A man who hijacked an Amtrak passenger train near Beaver City a year ago will spend 14 years in prison for the crime, according to the sentence issued Friday in U.S. District Court.
The armed hijacker was subdued by heroic train conductors, who held him until the sheriff arrived.
Taylor Michael Wilson, 26, of St. Charles, Mo., boarded the Amtrak train in California on Oct. 19, 2017 and rode it into Nebraska. As the train neared Furnas County, he broke into the engine compartment. He was armed with a concealed .380 caliber handgun, U.S. Attorney Joe Kelly said.
Wilson cut the lights to the passenger compartment and brought the train to a screeching halt in the remote area. Some of the passengers tried to get out through windows as word spread.
The conductors immediately went to the engine compartment and confronted Wilson. Several of them worked together to subdue him, despite his claim that he was now the conductor of the train and was “trying to save the train from black people,” Kelly said.
The conductors restrained Wilson until the sheriff and deputies arrived. They confiscated his gun and took him into custody.
Wilson was carrying calling cards of the National Socialist Movement, one of which read, “Conquer we must, for our cause is just!”
A search of his home in Missouri turned up the unregistered short barrel rifle, as well as a copy of Mein Kampf and a play Wilson wrote about taking over America.
At sentencing, Kelly said the government also produced evidence that Wilson participated in the deadly riots at Charlottesville, Va. earlier that year, on Aug. 11-12. The Unite the Right rally sought to bring together several white supremacist groups and sparked passionate counter-protests.
On Aug. 12, a self-identified white supremacist rammed his car into a group of counter protesters, killing a woman and injuring 19 others. He now faces hate crime charges.
Wilson was convicted of violence against a transportation system and possession of an unregistered short barrel rifle. He pled guilty to the charges on July 12.
In addition to the prison term, he will make restitution to Amtrak in the amount of $9,350 for damages to the train.
There is no parole in the federal system. After Wilson’s release from prison, he will be supervised for another five years.
When Gerrard handed down the sentence, he told Wilson that he was “a gun-toting, angry…white supremacist” the day he stopped the train.

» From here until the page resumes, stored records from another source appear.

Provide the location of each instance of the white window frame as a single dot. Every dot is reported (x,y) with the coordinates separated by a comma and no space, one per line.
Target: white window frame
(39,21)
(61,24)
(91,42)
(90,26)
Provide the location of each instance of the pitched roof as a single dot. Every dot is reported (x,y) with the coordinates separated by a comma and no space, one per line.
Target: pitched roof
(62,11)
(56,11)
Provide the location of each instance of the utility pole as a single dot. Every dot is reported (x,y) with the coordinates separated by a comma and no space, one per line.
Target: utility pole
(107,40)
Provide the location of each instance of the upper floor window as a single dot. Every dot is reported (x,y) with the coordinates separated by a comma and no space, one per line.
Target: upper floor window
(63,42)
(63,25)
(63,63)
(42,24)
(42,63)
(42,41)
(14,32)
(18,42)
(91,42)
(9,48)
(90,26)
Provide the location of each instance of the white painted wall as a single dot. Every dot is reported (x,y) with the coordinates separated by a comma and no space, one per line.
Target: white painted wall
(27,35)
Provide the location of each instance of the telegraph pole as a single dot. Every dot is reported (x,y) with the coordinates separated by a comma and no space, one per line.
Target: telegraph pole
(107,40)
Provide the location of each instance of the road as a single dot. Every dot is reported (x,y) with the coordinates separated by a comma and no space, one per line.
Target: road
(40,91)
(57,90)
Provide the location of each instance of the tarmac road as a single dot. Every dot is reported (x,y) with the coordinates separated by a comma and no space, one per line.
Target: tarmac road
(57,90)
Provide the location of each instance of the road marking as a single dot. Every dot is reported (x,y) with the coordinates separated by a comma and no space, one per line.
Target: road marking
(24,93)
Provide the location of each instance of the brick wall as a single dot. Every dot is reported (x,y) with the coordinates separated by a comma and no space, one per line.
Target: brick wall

Gerrard told the courtroom, “Fortunately for Wilson and for others, Wilson was caught while committing this particularly senseless and violent act.”
Kelly said the sentence sends an important message that racially motivated crimes will not be tolerated. He commended the Federal Bureau of Investigation, the Furnas and Harlan County Sheriff’s Offices and Assistant U.S. Attorney Lesley Woods for their work.
FBI Omaha Special Agent in Charge Randall Thysse said, “The FBI remains steadfast in our commitment to keep our country and its people safe. This is the perfect example of what a unified partnership between different agencies and the U.S. Attorney’s Office should look like.”